By a Biometrica staffer

Last month, the Bureau of Justice Statistics (BJS) released its 2021 report on data collection activities in the realm of human trafficking covering the number of offenses reported, as well as arrest, conviction, and release data from states. The BJS is unable to provide real-time data and tracking, so the latest figures available for analysis are from 2020. 

The figures show that the number of arrests reported for human trafficking involving involuntary servitude was at 92 in 2020, compared to the 146 in 2019 and the 66 in 2015. Meanwhile, reported arrests for human trafficking involving commercial sex acts numbered 301 in 2020, 880 in 2016, and 684 in 2015.

Image source: The Bureau of Justice Statistics
Image source: The Bureau of Justice Statistics

The BJS is required to report annually on the state of human trafficking within the U.S. as per the Combat Human Trafficking Act of 2015 (CHTA). Separately, the William Wilberforce Trafficking Victims Protection Reauthorization Act of 2008 mandates that the Federal Bureau of Investigations (FBI) also track such crimes. The Bureau accordingly established a human trafficking arm in its Uniform Crime Reporting (UCR) Program in 2013.

In the five-year span between 2015 and 2020, 10 more states began reporting data to the UCR-HT, up to 47 from the previous 37. Data collected by the UCR-HT is broken down into commercial sex acts, which includes a person being forced or coerced into participating in sex work, as well as underage victims being prostituted, and involuntary servitude, in which a person is forced or coerced into working for free (not including commercial sex acts), such as debt bondage or slavery.

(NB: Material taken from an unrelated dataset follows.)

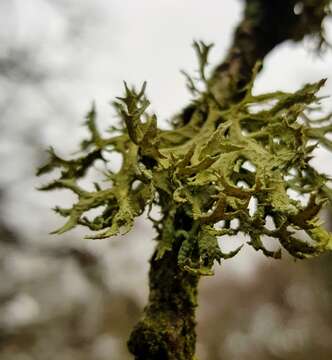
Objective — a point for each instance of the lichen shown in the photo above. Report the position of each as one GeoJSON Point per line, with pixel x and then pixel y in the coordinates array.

Between 2011 and 2019, the number of people charged with human trafficking rose 79%, while the number convicted increased 80% and the number sentenced to prison increased 82%. Around 614 of all the state prison admissions from the 32 states that reported at least one such offense in 2019 were for human trafficking. Further, as of 2019, 1,675 people were serving a sentence for a human-trafficking offense in state prison and 421 people were released after serving their sentence.